As an example, those who take being a Democrat seriously make projections about the motives of Republicans. Republicans make the same projections about Democrats. Imagine the confusion if they’re both right!

But as I so often do, I have diverted myself. The real purpose of this is to say that the miscommunication of which we are guilty is mostly informal. That is to say, it’s in what we say, what we think, and cleaned up only a little, in emails. Our more formal communication deserves more thought and clarity. Unfortunately, that’s the exception, not the rule. Here’s an example:

In a contract that was presented to me last week, a south Florida (read “foreigner”) lawyer sent me a contract for his client to sell a business. The parties had negotiated the contract for weeks. The Buyer had based his offer on the Seller’s financial statements, his history of business operations, overhead, profit, and all the other things a Buyer would want to know. But the contract followed a standard form that contained the provision that many forms contain that says “….. This writing contains all the terms and conditions of the transaction and all negotiations of the parties are merged into the provisions hereof”…. or some such dribble. The financial statements and other documents that caused the deal to be made were not part of the contract.

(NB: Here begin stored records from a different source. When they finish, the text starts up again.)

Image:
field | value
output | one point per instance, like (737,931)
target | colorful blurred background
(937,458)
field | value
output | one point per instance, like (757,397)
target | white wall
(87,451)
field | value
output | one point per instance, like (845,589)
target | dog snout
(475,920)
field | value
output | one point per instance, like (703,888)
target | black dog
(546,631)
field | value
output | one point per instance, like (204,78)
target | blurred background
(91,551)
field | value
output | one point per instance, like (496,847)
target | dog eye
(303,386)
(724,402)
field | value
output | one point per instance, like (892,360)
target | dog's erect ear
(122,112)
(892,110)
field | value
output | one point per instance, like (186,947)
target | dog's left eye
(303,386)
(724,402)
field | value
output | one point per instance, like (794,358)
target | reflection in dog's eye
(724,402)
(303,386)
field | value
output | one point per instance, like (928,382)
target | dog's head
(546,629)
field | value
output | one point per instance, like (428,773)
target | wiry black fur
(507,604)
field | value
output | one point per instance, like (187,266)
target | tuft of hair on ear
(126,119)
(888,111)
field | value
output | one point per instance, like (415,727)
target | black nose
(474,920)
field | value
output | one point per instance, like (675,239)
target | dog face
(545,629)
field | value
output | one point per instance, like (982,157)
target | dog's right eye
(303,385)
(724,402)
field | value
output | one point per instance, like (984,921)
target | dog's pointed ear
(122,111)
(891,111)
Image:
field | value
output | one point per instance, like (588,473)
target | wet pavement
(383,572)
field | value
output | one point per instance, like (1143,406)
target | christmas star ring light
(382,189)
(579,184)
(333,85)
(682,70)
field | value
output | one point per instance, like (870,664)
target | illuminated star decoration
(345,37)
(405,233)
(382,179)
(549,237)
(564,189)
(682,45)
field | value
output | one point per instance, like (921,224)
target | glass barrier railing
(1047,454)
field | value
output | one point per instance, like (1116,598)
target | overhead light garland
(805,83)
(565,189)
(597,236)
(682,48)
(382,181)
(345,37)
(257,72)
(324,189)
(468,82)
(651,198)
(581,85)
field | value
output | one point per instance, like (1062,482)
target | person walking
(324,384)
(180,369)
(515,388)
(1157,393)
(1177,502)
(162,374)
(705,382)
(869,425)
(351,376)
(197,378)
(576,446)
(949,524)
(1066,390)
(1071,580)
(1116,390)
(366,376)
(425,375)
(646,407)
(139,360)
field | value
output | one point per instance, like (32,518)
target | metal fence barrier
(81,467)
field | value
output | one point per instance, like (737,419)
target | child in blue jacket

All I can say is “really”? You’ve spent all this time, based your deal on numbers given and promised to be accurate, and now your contract says those things are not to be included as part of the contract? Suppose the Buyer takes possession, begins to operate, and finds that the Seller just made up all those numbers, and now the Buyer has contracted away his right to rely on the Seller’s representations? What does that say about the Realtor, lawyer, or agent who documented that deal? One of two things: Either he was a seriously biased representative of the Seller, making it all the more important for the Buyer to weigh carefully every word in the agreement, or that he is just careless or hurried enough to use a form, making it again important for the Buyer to weigh every word carefully. Wouldn’t this contract have better expressed the intent of the parties had it said something like, “this writing incorporates by reference the financial statements, performance data, and documents of title exchanged between the parties prior to its execution”?

One more example and we’ll adjourn this to the next article: A standard form real estate contract says “… time is of the essence”. Is it really, for all issues? For instance, what if a large deposit is paid for something really expensive. The deal is contingent on a report from an inspector or appraiser. One or the other party expects to change his position based on the contract. The Seller, for instance, will move to Washington when the contract is final and the financing is in place, even before closing. Later, when the termite inspection isn’t received timely, will you allow the Buyer to legally cancel the deal if the report, through no fault of anyone, is one day late? Suppose your contract had said something like” time is of the essence for all matters in this agreement involving the making of the contract or the payment of money”. Would that have preserved the essential expectations of the parties while at the same time not given to one party an unexpected right to walk away? Does your client deserve the benefit of a careful use of words by his agent? Of course!

The point is not that you, the drafter, can anticipate everything that might happen. You can’t. It is that you should structure the language in each agreement intentionally. A Realtor gets a commission for several things that he or she is better at than any member of the public. One of them is preparing the contract to fit the deal. Young lawyers are sometimes asked, “Do you know why people pay you more by the hour than they would pay someone else? It’s not for your typing skills. It’s because of your brain.” Your work only starts with the form.

Please raise your level of performance by making sure that your contracts say what the parties mean. Don’t leave it to a judge to alleviate an unintended and unfair result because you didn’t pay attention to communication.